さらにビジネスモバイルに特化!薄くなったクアッドコア2in1モデル「レッツノートQV8」最速レビュー
驚くほどの軽さと長時間駆動、そして高い頑丈性で人気のレッツノートシリーズ。夏モデルでは大画面の「LVシリーズ」、12.1インチと小ぶりながら光学式ドライブ内蔵の「SVシリーズ」、着脱式2in1の「XZシリーズ」、そして10.1インチモバイルの「RZシリーズ」というラインアップだったが、この秋冬モデルでは新たに「世界最小※」を謳う「QVシリーズ」が登場した。
※底面積57,111.6mm2(幅273.0mm×奥行209.2mm)。第8世代インテル® Core™プロセッサー クアッドコアCPU搭載の2in1モデルにおいて。(2019年9月6日現在)

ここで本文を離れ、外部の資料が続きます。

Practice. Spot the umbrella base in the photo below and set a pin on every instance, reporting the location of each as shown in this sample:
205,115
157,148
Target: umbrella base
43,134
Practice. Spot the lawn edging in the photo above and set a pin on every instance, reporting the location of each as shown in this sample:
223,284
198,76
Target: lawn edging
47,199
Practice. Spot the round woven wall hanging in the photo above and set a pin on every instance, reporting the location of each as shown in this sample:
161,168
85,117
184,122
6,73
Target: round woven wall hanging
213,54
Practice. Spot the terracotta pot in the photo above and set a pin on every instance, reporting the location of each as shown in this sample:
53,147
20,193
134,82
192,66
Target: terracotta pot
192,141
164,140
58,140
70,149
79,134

QVシリーズは液晶が360°回転する12インチの2in1モデルで、コンパクトながらも性能の高いクアッドコアCPUを搭載しているのが特長だ。クラムシェルとしてもタブレットとしても活躍してくれる新モデルの魅力を見ていこう。
レッツノートの特長を色濃く継承しながら
トレンドをうまく取り入れた新2in1モデル
QVシリーズは他のレッツノートシリーズと同様の頑丈性を備えているものの、大きく変わったポイントがいくつもある。
まず最初に気がつくのが、その「コンパクトさ」だ。幅273.0mm×奥行209.2mmのフットプリントは、A4用紙よりも小さく、書類や資料などとサイズ感が変わらないため、PC用のカバンでなくても収納できるのがメリットだ。飛行機内の小さなテーブルに置いても横にコップやスマホを置いておけるほど小さい。また、厚みはわずか18.7mmしかなく、SVシリーズの24.5mmはもちろんのこと、RZシリーズの19.5mmと比べても、ひと目でわかるほど薄くなっている。

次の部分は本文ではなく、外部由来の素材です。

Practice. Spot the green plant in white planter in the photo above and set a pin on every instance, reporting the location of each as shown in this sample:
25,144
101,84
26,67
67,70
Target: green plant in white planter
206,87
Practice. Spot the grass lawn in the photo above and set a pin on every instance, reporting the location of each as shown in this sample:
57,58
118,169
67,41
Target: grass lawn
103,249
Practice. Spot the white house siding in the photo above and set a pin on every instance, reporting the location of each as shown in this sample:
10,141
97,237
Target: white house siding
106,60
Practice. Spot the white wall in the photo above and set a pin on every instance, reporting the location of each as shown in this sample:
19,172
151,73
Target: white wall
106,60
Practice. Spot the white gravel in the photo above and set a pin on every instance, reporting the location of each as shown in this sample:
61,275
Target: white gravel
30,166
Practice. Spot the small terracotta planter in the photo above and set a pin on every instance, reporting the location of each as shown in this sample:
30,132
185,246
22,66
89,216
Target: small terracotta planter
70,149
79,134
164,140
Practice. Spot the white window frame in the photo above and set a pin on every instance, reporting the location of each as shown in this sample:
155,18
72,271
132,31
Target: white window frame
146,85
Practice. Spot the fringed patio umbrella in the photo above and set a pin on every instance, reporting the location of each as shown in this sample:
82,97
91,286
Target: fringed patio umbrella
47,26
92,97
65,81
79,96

もちろん質量はLTE搭載の最上位モデルで約979g、それ以外なら約949gと軽いので、持ち歩く場合でも負担とならないのがうれしい。
最近のノートPCのトレンドは、単純な薄型モデルから軽量モデルへと少しずつシフトしてきているが、レッツノートは軽さが先にあり、そこから薄型化を追求してくるという逆方向からのアプローチとなっているのが面白い。他社と比べると薄型化ではまだ追い付いていない部分もあるが、そのかわり、軽さと頑丈性の面では一日の長がある。モバイル用途ではこの軽さと頑丈性が重要なだけに、QVシリーズが優位となるシーンは多い。
この薄型化に関して意外な点としては、着脱可能なバッテリーがある。着脱可能にすればそのぶん厚みが出てしまうため、現在ではバッテリーが取り外せないメーカー(機種)がほとんどだ。とくに薄型軽量のモバイル機ならその傾向が強くなる。
しかしQVシリーズはこの点にこだわり、着脱できるようになっている。これにより、バッテリーを差し替えることで充電環境のない場所での駆動時間を延ばせるほか、例えバッテリーが劣化しても、交換するだけで新規購入時と同じ駆動時間に戻せるのがメリットだ。PCを数年で買い替えるのではなく、さらに長期間使えるよう設計されているのがいかにもレッツノートらしい。
薄型化のトレンドをうまく取り入れつつ、従来からの軽さと頑丈性を継承、そしてコンパクトなボディで持ち歩きやすいというのが、QVシリーズのコンセプトのひとつとなっている。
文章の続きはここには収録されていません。